Pues bien, toda vez que el efecto de la sentencia del TS, inadmitiendo el RCUD, supone desestimar el mismo y la confirmación de las sentencias del Juzgado de lo Social y el TSJ de Castilla y León, sede Burgos, vale la pena recordar que aquellas declararon que el perceptor de una pensión de incapacidad permanente total en el RGSS para su profesión habitual de consultor de informática es compatible con el ejercicio del cargo retribuido de Teniente de Alcalde de Ayuntamiento de Villarcayo, con dedicación exclusiva, revocando en consecuencia y dejando sin efecto la resolución del INSS que la declaraba incompatible. ¿Y en que criterio se basó el TSJ para declarar la compatibilidad?. A saber:

a) El principio general de compatibilidad contenido en el art. 198.1 de la LGSS, como ha establecido la jurisprudencia ( STS de 10-11-08); 

b) El art. 6 del Real Decreto 2568/1986, norma administrativa que no está destinada a regular, al menos de forma directa, la cuestión debatida; 

c) El art. 13 del Real Decreto 2568/1986 coincidente con el art. 75 de la Ley 7/1985 reguladora de Bases del Régimen Local; y 

d) El art. 1.1 de la Ley 7/1985, que prescribe que el personal comprendido en el ámbito de aplicación de esta Ley (en los que se encuentran los miembros electivos de las Corporaciones Locales) no podrán compatibilizar sus actividades con el desempeño de un segundo puesto de trabajo, cargo o actividad en el sector público. 

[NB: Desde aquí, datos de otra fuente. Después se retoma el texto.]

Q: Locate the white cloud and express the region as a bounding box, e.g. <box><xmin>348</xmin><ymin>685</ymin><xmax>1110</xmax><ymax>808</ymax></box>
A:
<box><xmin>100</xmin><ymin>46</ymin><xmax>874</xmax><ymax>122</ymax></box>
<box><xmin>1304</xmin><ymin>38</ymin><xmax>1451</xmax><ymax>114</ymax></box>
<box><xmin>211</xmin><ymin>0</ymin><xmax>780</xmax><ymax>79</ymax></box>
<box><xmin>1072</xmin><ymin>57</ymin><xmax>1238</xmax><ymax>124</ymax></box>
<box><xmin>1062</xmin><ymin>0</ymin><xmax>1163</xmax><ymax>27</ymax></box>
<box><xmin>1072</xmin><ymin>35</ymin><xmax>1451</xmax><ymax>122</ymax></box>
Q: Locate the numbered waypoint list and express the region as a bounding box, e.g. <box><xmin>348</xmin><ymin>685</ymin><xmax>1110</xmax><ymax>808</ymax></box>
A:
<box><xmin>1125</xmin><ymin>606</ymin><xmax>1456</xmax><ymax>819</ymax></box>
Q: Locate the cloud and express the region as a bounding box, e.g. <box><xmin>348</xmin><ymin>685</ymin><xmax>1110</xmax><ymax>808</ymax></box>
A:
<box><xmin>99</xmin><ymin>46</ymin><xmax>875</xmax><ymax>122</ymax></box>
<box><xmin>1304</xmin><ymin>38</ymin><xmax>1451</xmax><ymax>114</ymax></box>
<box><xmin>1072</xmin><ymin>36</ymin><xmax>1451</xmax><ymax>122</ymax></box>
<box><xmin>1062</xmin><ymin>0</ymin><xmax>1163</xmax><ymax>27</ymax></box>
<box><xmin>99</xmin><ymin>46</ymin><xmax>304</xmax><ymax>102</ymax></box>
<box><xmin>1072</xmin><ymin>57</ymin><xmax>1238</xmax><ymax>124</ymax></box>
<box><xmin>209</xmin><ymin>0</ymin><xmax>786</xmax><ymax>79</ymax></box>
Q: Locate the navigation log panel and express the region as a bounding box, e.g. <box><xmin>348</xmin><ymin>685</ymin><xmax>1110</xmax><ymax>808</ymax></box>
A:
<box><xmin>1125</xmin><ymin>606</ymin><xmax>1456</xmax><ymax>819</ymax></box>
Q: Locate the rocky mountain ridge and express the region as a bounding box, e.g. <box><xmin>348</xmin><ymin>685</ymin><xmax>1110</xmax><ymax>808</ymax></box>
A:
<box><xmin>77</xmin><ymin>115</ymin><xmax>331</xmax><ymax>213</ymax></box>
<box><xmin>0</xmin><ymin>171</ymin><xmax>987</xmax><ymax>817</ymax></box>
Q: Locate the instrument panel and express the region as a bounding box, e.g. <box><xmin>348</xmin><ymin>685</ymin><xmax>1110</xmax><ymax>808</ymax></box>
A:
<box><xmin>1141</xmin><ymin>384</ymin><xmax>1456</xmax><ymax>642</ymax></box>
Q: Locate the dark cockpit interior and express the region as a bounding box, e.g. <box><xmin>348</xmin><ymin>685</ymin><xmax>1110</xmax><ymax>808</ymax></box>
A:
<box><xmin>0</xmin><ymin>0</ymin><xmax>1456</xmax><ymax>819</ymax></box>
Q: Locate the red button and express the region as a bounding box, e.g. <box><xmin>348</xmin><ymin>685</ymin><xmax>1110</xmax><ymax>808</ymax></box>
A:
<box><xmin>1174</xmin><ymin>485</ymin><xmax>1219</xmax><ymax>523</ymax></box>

Es más, afirma que "...una interpretación finalista, incluso literal, de lo que establece el art. 204 de la LGSS, en el sentido que la pensión de jubilación retribuye el cese en el trabajo de manera general, lo que no ocurre con la pensión de incapacidad permanente total, véase lo que a estos efectos se dispone en el art. 213.2 de la LGSS en el sentido que la pensión de jubilación contributiva es incompatible con la prestación de servicios en la Administración Pública previstos en el art. 1 de la ley 53/1984".

De toda esta regulación deduce que no existe ninguna norma que de manera expresa establezca claramente el principio de incompatibilidad entre percepción de pensión de incapacidad permanente total y desempeño de cargo electo municipal retribuido, con dedicación exclusiva. (acceso aquí a la STSJ). 

En contra, la entidad gestora en el fallido RCUD entiende que debe apreciarse la incompatibilidad por aplicación de la normativa sobre incompatibilidades -valga la redundancia- para el personal al servicio de la Administración -- art. 3 de la Ley 53/1984-- así como lo dispuesto en el art. 1 en relación con el 158 de la Ley Orgánica del Régimen Electoral General y en el art. 75 de la Ley Reguladora de las Bases del Régimen Local, al establecer la incompatibilidad, para los miembros de las corporaciones locales entre la percepción de su retribución para el ejercicio de su cargo y cualquiera otra retribución con cargo a los presupuestos de las Administraciones Públicas.

En fin, toda vez que el TS no ha entrado en la cuestión controvertida, entenderemos que una IPT sí es compatible con la actividad de Concejal en un Ayuntamiento y que, si se trata de una IPA ó GI, también debe ser compatible, siempre y cuando no exista un cambio en el estado de salud del pensionista que afecte a su capacidad laboral.